The pay scale review stretched past Trump's tenure and the results were first discussed publicly Thursday, a few weeks after President Joe Biden took office.
Ryder said the review led the board to conclude that TVA is paying its CEO in a way "that's required by the TVA Act, which requires us to benchmark against our peer utilities, and is the one that best serves the people of the Tennessee Valley Authority region." The review involved outside experts, external legal counsel and a newly comprised TVA board committee, he said.
He pointed to high marks for TVA's business model in a third-party review discussed Thursday.
Federal law requires TVA to pay competitively with other major utilities. Lyash's base salary just topped $1 million last budget year. His compensation package includes various pension and performance incentives worth millions of dollars.
"Jeff's compensation is within the lower quartile within the industry," Ryder said. "And I would say based on the performance of the last year, his performance is in the top quartile. So, we are paying bottom dollar for top performance. I think we're getting a good deal."
Lyash also cited the need to increase awareness about how TVA pays people in general.
"I think the Tennessee Valley Authority is not as well understood as we probably need to be. That's likely our issue," Lyash told reporters. "This management team isn't paid by the federal government.

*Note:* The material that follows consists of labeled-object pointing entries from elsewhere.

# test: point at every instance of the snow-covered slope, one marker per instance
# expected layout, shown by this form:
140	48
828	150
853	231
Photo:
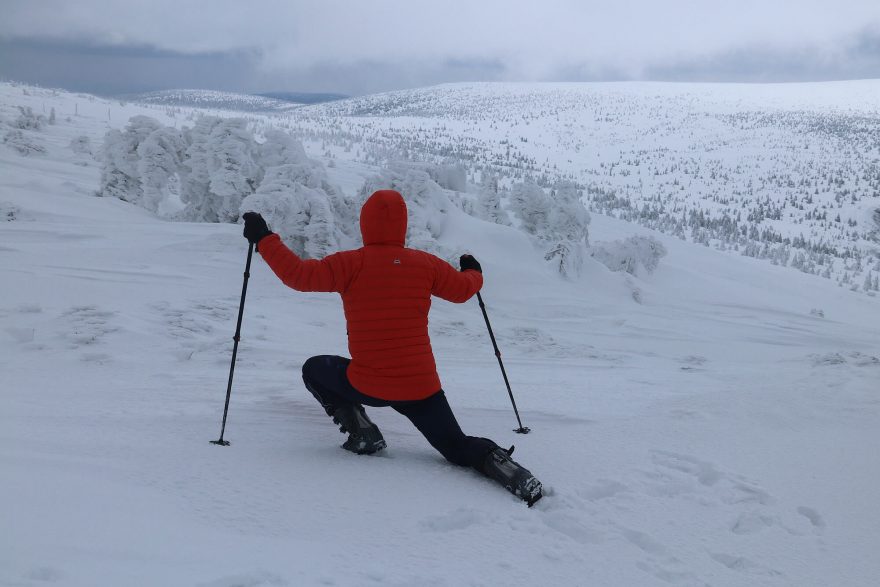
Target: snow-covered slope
213	99
784	172
719	431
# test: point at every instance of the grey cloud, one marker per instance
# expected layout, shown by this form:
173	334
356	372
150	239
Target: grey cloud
857	58
106	69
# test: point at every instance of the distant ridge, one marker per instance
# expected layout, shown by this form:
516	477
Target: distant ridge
213	99
304	97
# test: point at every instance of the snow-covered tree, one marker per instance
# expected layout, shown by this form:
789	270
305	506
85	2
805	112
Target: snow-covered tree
119	170
531	205
427	204
489	200
220	169
630	254
160	156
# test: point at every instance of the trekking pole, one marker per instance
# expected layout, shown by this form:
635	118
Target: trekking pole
236	338
521	429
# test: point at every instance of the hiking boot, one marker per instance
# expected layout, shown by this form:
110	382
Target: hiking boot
514	477
364	437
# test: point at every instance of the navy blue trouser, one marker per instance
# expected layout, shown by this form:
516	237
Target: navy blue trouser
325	375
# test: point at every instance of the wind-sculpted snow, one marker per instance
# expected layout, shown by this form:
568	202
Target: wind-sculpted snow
217	169
708	423
787	173
212	99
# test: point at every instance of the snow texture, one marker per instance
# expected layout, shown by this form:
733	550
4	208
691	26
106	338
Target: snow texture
720	432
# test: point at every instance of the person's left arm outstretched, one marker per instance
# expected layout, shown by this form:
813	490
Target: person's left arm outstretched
332	273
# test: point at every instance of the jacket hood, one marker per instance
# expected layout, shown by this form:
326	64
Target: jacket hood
383	219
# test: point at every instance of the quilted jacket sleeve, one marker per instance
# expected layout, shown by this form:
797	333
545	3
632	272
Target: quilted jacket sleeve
332	273
452	285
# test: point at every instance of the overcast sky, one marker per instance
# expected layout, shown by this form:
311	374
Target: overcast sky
359	47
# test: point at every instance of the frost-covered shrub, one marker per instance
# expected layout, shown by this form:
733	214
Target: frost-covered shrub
81	145
427	204
488	206
220	169
531	205
28	120
630	254
558	221
300	211
120	177
159	162
22	143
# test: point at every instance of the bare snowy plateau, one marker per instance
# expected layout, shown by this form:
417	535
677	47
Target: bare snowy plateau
712	421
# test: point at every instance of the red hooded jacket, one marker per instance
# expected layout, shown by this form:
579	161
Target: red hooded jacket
386	293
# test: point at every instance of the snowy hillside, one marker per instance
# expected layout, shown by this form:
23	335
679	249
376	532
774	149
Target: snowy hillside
710	423
789	173
213	99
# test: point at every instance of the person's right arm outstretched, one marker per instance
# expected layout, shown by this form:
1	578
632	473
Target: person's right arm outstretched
455	286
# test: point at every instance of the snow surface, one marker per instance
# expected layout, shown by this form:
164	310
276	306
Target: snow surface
718	432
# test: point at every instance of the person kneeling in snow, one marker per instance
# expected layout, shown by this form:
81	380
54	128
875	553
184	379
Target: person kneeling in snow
386	293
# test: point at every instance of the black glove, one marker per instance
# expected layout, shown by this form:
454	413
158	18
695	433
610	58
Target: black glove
468	262
255	228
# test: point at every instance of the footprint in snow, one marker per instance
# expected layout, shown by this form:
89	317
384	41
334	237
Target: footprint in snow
456	520
741	564
86	325
45	574
258	579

It's paid through electric system revenue by the 10 million people in the valley."
Trump's criticisms over the summer resulted in changes on a different front: He drove TVA to reverse course on the hiring of foreign labor for information technology jobs, which piqued his interest enough that in early August he invited the workers who would be replaced to the White House.
Lyash said TVA has begun talking with the new Biden administration, saying he thinks TVA's agenda — from reducing greenhouse gases in power production to its new work on public electric vehicle charging stations in Tennessee — has a "very significant amount of overlap with where this administration wants the industry to go."
TVA, the largest U.S. public utility, was created in 1933 under the New Deal to provide electricity, flood control and economic development to Tennessee and parts of six more surrounding states.